Вылез Мих на мостовую, тут же вступив в нечто гадкое, выругался да вытер сапог о выступавший на дороге камень. Огляделся. Место уж совсем невзрачное: мостовая узкая, дома напротив высокие, от солнца дорогу закрывающие. И вокруг ни души, будто не живет тут никто. Хотя может статься, что сейчас ушли все на заработки или отсыпаются, оттого так пустынно.
– А какой из этих домов?
– Задумчиво спросил Меркулов извозчика.
– Вон в ту арку, - указал ванька в темноту проема.
Какой-то глупый человек решил, что солнца в этом темном царстве и так вдоволь, потому проход за аркой сверху укрыл диким виноградом.

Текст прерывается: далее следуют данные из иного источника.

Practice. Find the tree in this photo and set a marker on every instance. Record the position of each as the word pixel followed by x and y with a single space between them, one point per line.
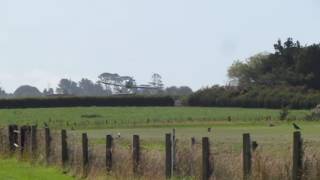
pixel 27 91
pixel 290 65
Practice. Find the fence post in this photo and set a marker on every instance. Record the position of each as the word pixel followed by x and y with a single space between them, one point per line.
pixel 136 153
pixel 297 156
pixel 109 142
pixel 173 151
pixel 193 142
pixel 85 154
pixel 246 156
pixel 33 142
pixel 168 162
pixel 13 137
pixel 64 148
pixel 206 169
pixel 47 147
pixel 22 139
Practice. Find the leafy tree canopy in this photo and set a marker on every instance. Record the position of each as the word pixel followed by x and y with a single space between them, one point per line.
pixel 291 64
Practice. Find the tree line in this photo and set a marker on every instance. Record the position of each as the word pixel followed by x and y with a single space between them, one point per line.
pixel 288 77
pixel 87 87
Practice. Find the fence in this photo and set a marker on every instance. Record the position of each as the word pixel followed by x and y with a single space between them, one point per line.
pixel 27 142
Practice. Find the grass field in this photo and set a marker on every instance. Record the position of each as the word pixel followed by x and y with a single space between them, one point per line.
pixel 129 117
pixel 11 169
pixel 151 123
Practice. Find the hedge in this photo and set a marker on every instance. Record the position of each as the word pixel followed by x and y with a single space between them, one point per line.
pixel 85 102
pixel 256 97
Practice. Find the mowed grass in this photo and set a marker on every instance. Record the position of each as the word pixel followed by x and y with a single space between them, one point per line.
pixel 128 117
pixel 151 123
pixel 11 169
pixel 227 136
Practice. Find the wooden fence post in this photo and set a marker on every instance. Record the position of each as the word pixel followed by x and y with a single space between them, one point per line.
pixel 206 169
pixel 109 152
pixel 13 137
pixel 297 163
pixel 64 148
pixel 33 139
pixel 168 162
pixel 85 154
pixel 47 139
pixel 173 151
pixel 136 154
pixel 246 156
pixel 22 139
pixel 193 142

Ягоды синие, мелкие, такие обычно кислыми бывают, но свою главную задачу вьюн выполнил - заполонил собою все пространство сверху, отчего ясным днем тут было темно, как поздним вечером.
Нахмурился орчук: в Сигаревке, да ступать в место, где и не различишь ничего - дурной тон. Тут баб с тюками днем, бывает, грабят, а уж про срезанные в ночи пальцы с перстнями он вовсе молчит. Единственная надежда на прыть Меркуловскую.
Господин же не волновался. Спокойно махнул орчуку и ступил в арку. Мих за ним последовал, только недолго. И шагов десять не прошел, как коснулась шеи холодная сталь и хриплый голос прошелестел над самым ухом.
– И куда такие красивые господа из полицмейстерства собрались?
Орчук надеялся, что сейчас кинется Витольд Львович да вмиг отбросит прочь его обидчика, но чуть подальше раздался другой голос, к слову, не менее мерзкий.
– Ага, мы сегодня крысам легавым не подаем!
– Спокойнее, спокойнее, я к господину Большову. По протекции Павла Мстиславовича Аристова.